9 Week 8: PCAs & Mosquitos
We will be using an Ae. aegypti mosquito population genomic data to create PCAs. Lecture slides can be accessed here: Week 8 Slides
This data is from a paper by Rose et al. (2020) titled [“Climate and Urbanization Drive Mosquito Preference for Humans”] https://www.cell.com/current-biology/fulltext/S0960-9822(20)30978-7?referringSource=articleShare
These samples were taken across Central Africa, shown in the figure below. Ae. aegypti has only 3 chromosomes, but the raw dataset is quite large, so we have subsetted the vcf file from this study to contain only the first chromosome. We will use this subsetted vcf to create a principle component analysis (PCA) and learn how to visualize variation in this dataset.
9.1 Main Objectives:
- Learn what an eigenvalue and an eigenvector are and what information they give us
- Learn how to interpret a principle component analysis (PCA)
- Visualize population genomic data using a PCA
9.2 Download the data in terminal
We first need to download the data in terminal. So navigate to your directory and do the following command to get the vcf file we need onto your farm desktop. I got the data from a data repository for this paper and modified it to be easier to work with in class.

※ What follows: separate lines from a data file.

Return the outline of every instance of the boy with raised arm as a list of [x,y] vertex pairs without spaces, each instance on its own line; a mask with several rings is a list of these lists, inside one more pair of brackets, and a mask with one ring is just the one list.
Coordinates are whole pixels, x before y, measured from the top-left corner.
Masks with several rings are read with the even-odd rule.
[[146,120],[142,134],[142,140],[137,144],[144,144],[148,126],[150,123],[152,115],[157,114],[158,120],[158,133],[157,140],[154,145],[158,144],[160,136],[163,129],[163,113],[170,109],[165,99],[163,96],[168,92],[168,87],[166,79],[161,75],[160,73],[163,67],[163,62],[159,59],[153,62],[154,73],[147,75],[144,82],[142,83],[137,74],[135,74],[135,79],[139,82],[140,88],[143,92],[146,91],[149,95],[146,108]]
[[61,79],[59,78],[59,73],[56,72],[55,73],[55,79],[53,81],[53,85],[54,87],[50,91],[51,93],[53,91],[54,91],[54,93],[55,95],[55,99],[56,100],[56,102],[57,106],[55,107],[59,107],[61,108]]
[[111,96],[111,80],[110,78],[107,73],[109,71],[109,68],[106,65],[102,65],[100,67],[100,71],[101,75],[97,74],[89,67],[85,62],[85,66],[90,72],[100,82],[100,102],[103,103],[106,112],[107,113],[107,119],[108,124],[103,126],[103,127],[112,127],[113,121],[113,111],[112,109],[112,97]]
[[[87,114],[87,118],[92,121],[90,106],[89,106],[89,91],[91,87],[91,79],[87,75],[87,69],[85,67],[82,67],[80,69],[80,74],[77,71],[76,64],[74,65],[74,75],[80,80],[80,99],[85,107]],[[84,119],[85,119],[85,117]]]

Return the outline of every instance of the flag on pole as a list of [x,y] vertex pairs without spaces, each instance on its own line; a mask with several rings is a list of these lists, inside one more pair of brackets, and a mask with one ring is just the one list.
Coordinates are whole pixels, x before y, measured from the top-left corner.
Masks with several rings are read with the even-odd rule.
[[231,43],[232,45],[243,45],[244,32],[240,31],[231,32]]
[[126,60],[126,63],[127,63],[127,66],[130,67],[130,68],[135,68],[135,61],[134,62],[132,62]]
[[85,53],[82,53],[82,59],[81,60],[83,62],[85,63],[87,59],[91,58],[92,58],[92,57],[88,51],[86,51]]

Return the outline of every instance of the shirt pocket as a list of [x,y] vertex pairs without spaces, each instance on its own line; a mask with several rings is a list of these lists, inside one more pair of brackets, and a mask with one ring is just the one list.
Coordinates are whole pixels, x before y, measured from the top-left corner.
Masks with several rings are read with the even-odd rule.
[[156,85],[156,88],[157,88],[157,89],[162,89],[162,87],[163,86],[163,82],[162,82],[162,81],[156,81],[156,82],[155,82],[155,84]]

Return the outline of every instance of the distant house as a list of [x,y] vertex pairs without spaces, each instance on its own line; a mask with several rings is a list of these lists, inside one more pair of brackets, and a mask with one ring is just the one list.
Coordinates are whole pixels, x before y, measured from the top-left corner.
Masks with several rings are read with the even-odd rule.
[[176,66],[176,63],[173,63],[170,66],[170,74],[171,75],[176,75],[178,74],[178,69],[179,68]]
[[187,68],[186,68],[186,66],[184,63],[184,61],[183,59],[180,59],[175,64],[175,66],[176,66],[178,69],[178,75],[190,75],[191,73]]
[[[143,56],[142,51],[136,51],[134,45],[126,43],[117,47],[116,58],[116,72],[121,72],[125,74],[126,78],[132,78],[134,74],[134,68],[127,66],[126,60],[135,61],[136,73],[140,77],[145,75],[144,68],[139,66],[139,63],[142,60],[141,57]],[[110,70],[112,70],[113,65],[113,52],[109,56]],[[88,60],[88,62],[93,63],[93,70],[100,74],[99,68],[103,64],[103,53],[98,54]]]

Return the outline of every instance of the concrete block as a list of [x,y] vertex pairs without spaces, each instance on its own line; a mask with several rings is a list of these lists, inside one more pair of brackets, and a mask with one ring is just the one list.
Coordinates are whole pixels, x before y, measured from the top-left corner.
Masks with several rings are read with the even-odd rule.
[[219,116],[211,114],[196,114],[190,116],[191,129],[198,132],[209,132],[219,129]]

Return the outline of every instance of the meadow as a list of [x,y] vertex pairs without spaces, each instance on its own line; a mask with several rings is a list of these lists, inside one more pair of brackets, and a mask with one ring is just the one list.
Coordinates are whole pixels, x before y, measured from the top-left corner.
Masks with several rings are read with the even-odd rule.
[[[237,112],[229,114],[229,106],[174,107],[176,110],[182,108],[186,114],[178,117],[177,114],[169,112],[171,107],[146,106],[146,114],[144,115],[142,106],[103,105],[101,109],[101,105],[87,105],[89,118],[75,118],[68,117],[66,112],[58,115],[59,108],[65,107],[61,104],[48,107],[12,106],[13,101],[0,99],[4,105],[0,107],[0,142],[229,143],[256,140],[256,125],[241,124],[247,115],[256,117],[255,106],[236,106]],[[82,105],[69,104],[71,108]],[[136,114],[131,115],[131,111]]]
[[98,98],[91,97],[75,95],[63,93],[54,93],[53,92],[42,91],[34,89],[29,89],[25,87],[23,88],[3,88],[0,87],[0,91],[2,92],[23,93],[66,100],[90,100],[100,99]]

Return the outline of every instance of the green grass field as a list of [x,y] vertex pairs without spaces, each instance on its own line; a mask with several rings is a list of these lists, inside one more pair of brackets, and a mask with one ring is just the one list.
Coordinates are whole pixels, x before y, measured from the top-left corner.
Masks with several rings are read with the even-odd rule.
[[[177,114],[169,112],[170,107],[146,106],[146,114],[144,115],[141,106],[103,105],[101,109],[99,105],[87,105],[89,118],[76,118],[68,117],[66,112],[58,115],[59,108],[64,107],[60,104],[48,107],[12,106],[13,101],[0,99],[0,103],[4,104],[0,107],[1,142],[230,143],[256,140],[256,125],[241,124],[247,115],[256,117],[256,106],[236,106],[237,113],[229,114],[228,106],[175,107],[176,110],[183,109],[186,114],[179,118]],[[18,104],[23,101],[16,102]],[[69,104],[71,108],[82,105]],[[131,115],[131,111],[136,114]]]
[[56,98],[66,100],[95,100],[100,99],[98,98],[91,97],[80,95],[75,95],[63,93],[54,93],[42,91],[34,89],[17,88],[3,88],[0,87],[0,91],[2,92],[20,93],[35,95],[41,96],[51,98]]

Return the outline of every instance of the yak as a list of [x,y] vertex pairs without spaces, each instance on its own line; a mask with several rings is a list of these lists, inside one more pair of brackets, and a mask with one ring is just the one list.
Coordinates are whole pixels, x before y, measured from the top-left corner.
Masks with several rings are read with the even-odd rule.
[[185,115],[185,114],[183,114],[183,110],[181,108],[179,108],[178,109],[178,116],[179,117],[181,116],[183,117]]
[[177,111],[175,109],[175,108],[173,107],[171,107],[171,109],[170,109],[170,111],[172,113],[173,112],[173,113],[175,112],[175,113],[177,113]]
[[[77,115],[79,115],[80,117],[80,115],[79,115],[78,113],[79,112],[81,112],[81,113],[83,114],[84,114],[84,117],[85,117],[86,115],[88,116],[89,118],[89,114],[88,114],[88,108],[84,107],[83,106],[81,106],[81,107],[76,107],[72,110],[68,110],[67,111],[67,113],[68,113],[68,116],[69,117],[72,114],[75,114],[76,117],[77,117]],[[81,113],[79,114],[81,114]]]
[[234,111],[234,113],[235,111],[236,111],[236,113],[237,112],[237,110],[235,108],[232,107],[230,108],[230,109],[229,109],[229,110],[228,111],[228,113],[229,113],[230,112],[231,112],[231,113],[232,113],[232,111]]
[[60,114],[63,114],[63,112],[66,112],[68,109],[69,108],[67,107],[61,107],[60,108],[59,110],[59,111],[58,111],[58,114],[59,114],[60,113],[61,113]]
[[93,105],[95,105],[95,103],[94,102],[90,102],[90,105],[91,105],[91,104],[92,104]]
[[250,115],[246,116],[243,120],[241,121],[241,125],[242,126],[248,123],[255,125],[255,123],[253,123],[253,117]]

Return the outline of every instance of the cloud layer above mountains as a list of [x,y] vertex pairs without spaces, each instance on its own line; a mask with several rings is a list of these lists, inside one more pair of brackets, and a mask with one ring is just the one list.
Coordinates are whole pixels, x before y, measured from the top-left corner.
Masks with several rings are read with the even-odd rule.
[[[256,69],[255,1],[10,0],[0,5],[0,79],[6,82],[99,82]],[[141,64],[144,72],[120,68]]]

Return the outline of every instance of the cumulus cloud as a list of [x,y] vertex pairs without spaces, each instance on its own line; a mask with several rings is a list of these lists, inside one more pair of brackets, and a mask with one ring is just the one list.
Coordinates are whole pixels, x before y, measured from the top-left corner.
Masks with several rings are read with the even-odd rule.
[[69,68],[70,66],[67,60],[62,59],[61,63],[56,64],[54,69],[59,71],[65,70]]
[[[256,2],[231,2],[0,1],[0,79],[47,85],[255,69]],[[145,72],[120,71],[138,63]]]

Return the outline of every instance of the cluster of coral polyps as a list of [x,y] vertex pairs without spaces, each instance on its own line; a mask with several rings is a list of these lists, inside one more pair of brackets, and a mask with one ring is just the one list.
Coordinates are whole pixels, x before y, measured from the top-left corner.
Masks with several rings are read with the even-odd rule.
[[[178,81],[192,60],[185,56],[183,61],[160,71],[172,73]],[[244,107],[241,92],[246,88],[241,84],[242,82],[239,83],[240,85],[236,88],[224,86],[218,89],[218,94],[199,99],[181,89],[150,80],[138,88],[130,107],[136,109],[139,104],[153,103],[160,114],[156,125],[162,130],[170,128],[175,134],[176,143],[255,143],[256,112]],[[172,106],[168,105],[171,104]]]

cd /group/rbaygrp/eve198-genomics/yourdirectory
wget https://raw.githubusercontent.com/mlarmstrong/IntroGenomics_Data/main/week8.zipIf you want to work from your own R studio on your desktop, first you will need to install R & R studio (https://posit.co/download/rstudio-desktop/).
Then download the data directly from the class data github: https://github.com/mlarmstrong/IntroGenomics_Data First click week8.zip and then click the three dots at the top to download.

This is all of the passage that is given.